What I struggle with is the form of the Hessian given in Amir Beck's Introduction to non-linear optimisation on page 63. Why is the $D^{\frac{1}{2}}$ mutliplied on the RHS in the Hessian?

$\nabla^2 g(y) = D^{\frac{1}{2}} \nabla^2 f(D^{\frac{1}{2}}y) D^{\frac{1}{2}} = D^{\frac{1}{2}} \nabla^2 f(x) D^{\frac{1}{2}}$

2

There are 2 best solutions below

2
On BEST ANSWER

Imagine that you have $A^{m\times n}, y^{n\times 1}$, and have the function $f:\mathbb R^m\rightarrow\mathbb R$. Let $g(y)=f(Ay)=f(x)$ with $x^{m\times 1}=Ay$

The gradient of g at y is given by

$$\begin{split}\underbrace{\nabla g(y)}_{\in\mathbb R^n}&=A^T\nabla f(Ay)\\ &=\underbrace{A^T}_{\in\mathbb R^{n\times m}}\underbrace{\nabla f(x)}_{\in\mathbb R^{m\times 1}}\end{split}$$

Then the hessian is given by

$$\begin{split}\underbrace{\nabla^2 g(y)}_{\in\mathbb R^{n\times n}}&=\nabla\left[A^T\nabla f(Ay)\right]\\ &=A^T\nabla^2f(Ay)A\\ &=\underbrace{A^T}_{\in\mathbb R^{n\times m}}\underbrace{\nabla^2f(x)}_{\in\mathbb R^{m\times m}}\underbrace{A}_{\in\mathbb R^{m\times n}}\end{split}$$

Thus $(D^{\frac 1 2})^T=D^{\frac 1 2}$ is multiplied on the left and $D^{\frac 1 2}$ is multiplied on the right.

0
On

Suppose you've calculated the gradient and Hessian of a function in terms of the variable $x$
$$\eqalign{ \phi = f(x),\,\,\,\,\, p = \frac{\partial f}{\partial x},\,\,\,\,\,\, A = \frac{\partial p}{\partial x} }$$ Then you learn that $x$ is not independent, but actually depends on another variable $(x = Sy).\,\,$ Note that the matrix $S$ does not need to be invertible. It might even be rectangular.

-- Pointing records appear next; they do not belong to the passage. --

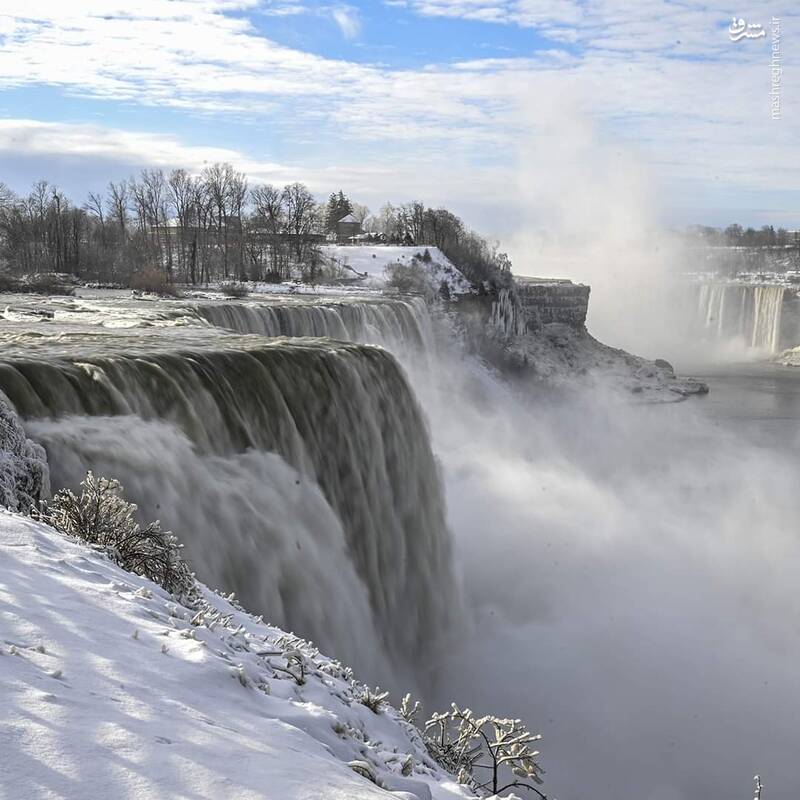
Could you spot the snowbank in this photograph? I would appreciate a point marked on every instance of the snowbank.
(111, 689)
(370, 262)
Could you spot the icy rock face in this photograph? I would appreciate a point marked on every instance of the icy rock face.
(23, 463)
(545, 301)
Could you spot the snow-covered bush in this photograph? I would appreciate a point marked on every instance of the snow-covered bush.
(373, 699)
(23, 463)
(234, 289)
(411, 278)
(489, 754)
(101, 517)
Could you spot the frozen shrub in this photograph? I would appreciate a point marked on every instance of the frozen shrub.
(23, 463)
(489, 754)
(154, 281)
(372, 699)
(410, 278)
(100, 516)
(233, 289)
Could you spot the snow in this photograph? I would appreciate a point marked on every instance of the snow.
(23, 463)
(110, 688)
(371, 261)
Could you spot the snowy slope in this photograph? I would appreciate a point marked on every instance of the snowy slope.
(371, 261)
(110, 689)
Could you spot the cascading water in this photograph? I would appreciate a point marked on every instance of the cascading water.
(298, 473)
(397, 321)
(751, 315)
(507, 316)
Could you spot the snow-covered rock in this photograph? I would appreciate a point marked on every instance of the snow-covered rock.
(370, 262)
(112, 689)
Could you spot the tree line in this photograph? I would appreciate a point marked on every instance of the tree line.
(737, 236)
(178, 227)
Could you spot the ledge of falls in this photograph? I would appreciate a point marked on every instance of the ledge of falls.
(536, 329)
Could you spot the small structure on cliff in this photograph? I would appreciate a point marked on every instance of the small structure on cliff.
(546, 300)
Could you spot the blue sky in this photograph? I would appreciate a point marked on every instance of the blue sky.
(482, 105)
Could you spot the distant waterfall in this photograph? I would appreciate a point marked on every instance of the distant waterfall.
(298, 473)
(507, 316)
(751, 314)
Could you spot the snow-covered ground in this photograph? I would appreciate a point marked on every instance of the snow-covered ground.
(370, 261)
(111, 689)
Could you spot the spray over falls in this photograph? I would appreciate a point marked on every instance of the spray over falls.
(298, 472)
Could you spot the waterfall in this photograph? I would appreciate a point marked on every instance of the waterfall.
(507, 316)
(403, 322)
(749, 314)
(298, 473)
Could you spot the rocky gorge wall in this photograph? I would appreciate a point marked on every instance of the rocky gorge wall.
(547, 300)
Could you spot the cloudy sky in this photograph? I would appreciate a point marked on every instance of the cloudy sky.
(460, 102)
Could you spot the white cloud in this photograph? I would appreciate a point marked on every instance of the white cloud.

Recalculate everything in terms of the new variable $$\eqalign{ \phi = g(y),\,\,\,\,\, q = \frac{\partial g}{\partial y},\,\,\,\,\,\, B = \frac{\partial q}{\partial y} }$$ using differentials $$\eqalign{ &d\phi = p^Tdx = p^T(S\,dy) = (S^Tp)^Tdy = q^Tdy \quad &\therefore\;\; &q = \frac{\partial g}{\partial y} = S^Tp \\ &dq = S^T\,dp = S^T(A\,dx) = S^TA(S\,dy) = B\,dy \quad &\therefore\;\; &B =\frac{\partial q}{\partial y} = S^TAS \\ }$$ Obviously, in this case we have $\,S=S^T=D^{\frac 12}$